Because of their flexibility and degree of standardization, relational file systems have become the preeminent storage choice for businesses. The ability of relational databases to store huge amounts of data (literally, petabytes at the time of writing) and the desire of organizations to gather more and more information have advanced the requirement for relational databases beyond being simply huge repositories for information.

The first of these requirements is speed. There is a certain human expectation in system response time, and people expect modern systems to be faster. The explanation that individual response times might be slowing but that overall more concurrent users and orders of magnitude more data are being handled sounds more like an excuse than a reason. This opens an immediate opportunity for those organizations (Both database vendor organizations and database consumer organizations) that can service greater user and data populations faster.

Next comes availability. The Internet has facilitated round-the-clock business operations, so the file systems supporting this information need to be highly available (HA). High availability implies fault tolerance – the ability of data systems to quickly recover from system failures of any description, and to protect themselves against single points of failure hamstringing operations. This naturally leads to de-centralization, a geographical and logical separation of computing resources and data.

The requirement of “lots of data, quickly available to lots of people, all the time, everywhere” can be solved in several different ways, and can simply be described as spreading the requirement across the available resources – either spreading out the data, spreading out the processing, spreading out the hardware or combinations of all three. The strategies are relatively straightforward, and each is described in this section. Since the implementation of these strategies requires the coordination of several moving parts (data, memory, hardware and networking) they involve additional cost and a degree of planning in advance. This means that people do not tend to implement them just because it is technically possible, implementations tend to be based on “what is the simplest and most cost effective solution to my requirement”.

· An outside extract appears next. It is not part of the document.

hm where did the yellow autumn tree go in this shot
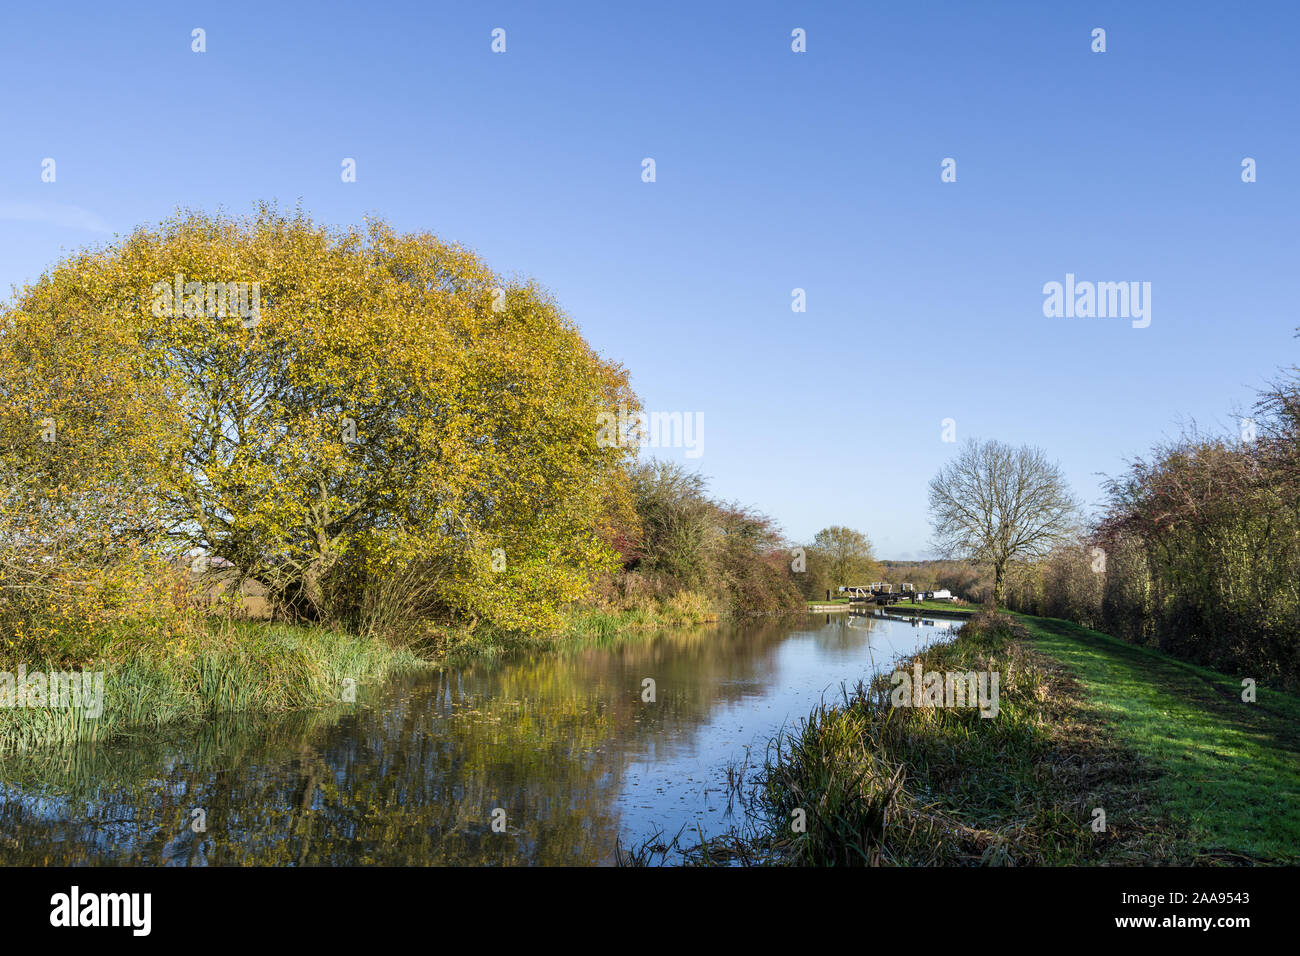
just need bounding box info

There are a number of ways of organizing data and processing power that is independent of database vendors. We are going to begin with a description of these:

Overview of Database Topologies:

So far our architectural descriptions of a database have looked like this:

General Database Architecture


This model has provided a framework for comparison of functionality, since in general databases need to do the same things, and they go about them in the same ways (i.e. moving data from disk to memory and back again, logging transactions, executing queries etc.)